American corporations put too little effort into protecting American jobs, giving back to the communities in which they operate, and protecting the environment, according to a majority of the 6,500 Americans surveyed in the latest the RoperNOP Corporate Reputation Scorecard. Respondents also said companies fell short when it comes to disclosing important financial information.


The ill-feeling about business appears to go deeper than concern about the business scandals of the past two years.


“The current crisis in corporate reputation may not only reflect the impact of ongoing accounting scandals, but the view that big businesses aren’t meeting the needs of the larger community,” said John Gilfeather, vice chairman of RoperASW and director of the corporate reputation scorecard. “Americans expect more from corporate America than they are getting.”

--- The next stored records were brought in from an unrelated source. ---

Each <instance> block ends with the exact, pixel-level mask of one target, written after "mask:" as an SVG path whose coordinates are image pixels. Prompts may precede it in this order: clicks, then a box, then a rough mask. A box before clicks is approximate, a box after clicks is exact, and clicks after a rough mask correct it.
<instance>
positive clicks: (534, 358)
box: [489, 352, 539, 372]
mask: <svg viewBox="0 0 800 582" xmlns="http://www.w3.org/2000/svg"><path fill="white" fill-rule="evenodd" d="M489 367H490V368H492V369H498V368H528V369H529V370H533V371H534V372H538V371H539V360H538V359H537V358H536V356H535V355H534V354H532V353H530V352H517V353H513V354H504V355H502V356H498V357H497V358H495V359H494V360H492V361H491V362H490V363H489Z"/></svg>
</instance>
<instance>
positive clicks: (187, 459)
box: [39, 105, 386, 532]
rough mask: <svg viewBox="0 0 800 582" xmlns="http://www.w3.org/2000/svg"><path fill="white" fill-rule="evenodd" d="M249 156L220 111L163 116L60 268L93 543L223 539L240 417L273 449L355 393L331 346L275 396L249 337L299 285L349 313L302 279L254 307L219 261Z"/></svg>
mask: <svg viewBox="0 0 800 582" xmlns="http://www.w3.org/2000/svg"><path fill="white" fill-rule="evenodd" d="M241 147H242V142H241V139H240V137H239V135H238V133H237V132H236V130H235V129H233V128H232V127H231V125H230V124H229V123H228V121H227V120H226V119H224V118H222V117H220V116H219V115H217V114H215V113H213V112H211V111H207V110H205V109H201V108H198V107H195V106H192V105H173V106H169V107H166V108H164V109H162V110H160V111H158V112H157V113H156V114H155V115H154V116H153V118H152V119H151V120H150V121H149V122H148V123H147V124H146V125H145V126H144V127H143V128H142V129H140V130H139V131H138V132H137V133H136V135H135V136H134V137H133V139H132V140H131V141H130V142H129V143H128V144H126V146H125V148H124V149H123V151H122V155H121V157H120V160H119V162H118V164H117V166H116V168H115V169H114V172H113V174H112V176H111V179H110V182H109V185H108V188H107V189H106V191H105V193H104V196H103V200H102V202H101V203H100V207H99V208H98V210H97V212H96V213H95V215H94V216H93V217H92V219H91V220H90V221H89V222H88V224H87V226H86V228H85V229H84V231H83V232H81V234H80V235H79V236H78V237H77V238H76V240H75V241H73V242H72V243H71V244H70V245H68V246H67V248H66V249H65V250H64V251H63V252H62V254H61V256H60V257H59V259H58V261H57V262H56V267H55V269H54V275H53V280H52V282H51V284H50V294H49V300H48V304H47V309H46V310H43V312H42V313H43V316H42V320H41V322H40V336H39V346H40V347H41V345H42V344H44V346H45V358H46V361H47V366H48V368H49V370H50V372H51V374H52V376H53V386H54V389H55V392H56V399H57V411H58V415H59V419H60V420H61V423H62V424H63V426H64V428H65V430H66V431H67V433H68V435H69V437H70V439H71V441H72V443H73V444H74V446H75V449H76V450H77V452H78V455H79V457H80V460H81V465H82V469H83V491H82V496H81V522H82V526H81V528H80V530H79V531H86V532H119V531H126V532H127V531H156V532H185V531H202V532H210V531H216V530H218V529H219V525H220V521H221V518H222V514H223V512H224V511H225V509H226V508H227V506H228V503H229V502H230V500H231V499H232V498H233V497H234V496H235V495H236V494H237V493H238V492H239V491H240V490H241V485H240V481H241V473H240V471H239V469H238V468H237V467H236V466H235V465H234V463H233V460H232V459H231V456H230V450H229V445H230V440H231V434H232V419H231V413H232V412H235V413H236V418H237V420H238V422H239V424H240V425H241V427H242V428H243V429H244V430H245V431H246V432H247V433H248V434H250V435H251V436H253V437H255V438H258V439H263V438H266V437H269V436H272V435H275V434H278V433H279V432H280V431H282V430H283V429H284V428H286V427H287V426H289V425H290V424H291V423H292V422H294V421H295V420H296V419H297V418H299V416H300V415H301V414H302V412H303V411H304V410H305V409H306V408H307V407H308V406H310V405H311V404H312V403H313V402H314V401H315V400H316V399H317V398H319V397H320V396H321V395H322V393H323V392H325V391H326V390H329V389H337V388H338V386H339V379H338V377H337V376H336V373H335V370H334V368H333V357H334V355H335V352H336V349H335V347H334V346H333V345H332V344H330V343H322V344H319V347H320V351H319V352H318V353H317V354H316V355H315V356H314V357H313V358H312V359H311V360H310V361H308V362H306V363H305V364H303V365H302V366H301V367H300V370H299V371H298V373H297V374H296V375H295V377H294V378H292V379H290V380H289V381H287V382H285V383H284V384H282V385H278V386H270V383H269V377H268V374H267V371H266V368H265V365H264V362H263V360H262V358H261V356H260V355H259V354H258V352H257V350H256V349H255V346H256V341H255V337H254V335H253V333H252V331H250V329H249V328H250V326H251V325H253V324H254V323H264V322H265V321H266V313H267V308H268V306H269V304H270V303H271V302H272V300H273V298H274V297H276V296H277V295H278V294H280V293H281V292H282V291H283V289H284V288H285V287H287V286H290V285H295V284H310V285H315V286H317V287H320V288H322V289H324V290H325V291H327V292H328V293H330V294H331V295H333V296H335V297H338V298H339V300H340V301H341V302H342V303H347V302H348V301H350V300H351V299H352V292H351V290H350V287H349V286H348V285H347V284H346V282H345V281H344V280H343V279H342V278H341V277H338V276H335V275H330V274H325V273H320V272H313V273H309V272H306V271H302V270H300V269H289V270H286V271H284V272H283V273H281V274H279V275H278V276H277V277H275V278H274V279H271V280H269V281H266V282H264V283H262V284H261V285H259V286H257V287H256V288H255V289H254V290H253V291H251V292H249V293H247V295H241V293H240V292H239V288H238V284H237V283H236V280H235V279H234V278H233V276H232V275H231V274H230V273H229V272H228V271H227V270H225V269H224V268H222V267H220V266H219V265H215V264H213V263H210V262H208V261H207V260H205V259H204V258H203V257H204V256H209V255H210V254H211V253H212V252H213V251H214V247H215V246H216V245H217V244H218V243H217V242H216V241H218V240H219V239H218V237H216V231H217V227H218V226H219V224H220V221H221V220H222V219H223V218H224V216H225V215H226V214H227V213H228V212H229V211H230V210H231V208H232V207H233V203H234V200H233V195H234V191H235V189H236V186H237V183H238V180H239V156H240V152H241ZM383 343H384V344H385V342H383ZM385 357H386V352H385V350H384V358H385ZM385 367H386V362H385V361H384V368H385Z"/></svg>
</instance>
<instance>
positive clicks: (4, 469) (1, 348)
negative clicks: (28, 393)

The Scorecard also asked Americans to describe U.S. corporations using eight personality traits (strong, greedy, arrogant, deceitful, friendly, trustworthy, dull or fun). More than half of adults feel most large U.S. corporations are “greedy” (63 percent) and “arrogant” (52 percent) while less than a third say they are “trustworthy” (27 percent) and “fun” (13 percent).


The Scorecard also uncovered a disparity among industries with automotive and technology seen as the most “trustworthy” (44 percent and 39 percent respectively) and financial services facing the greatest challenge with only 26 percent using this trait to describe the industry.


“The results indicate a continued distrust in American corporations suggesting that today’s business leaders must take steps to tame the hostile environment,” said Gilfeather.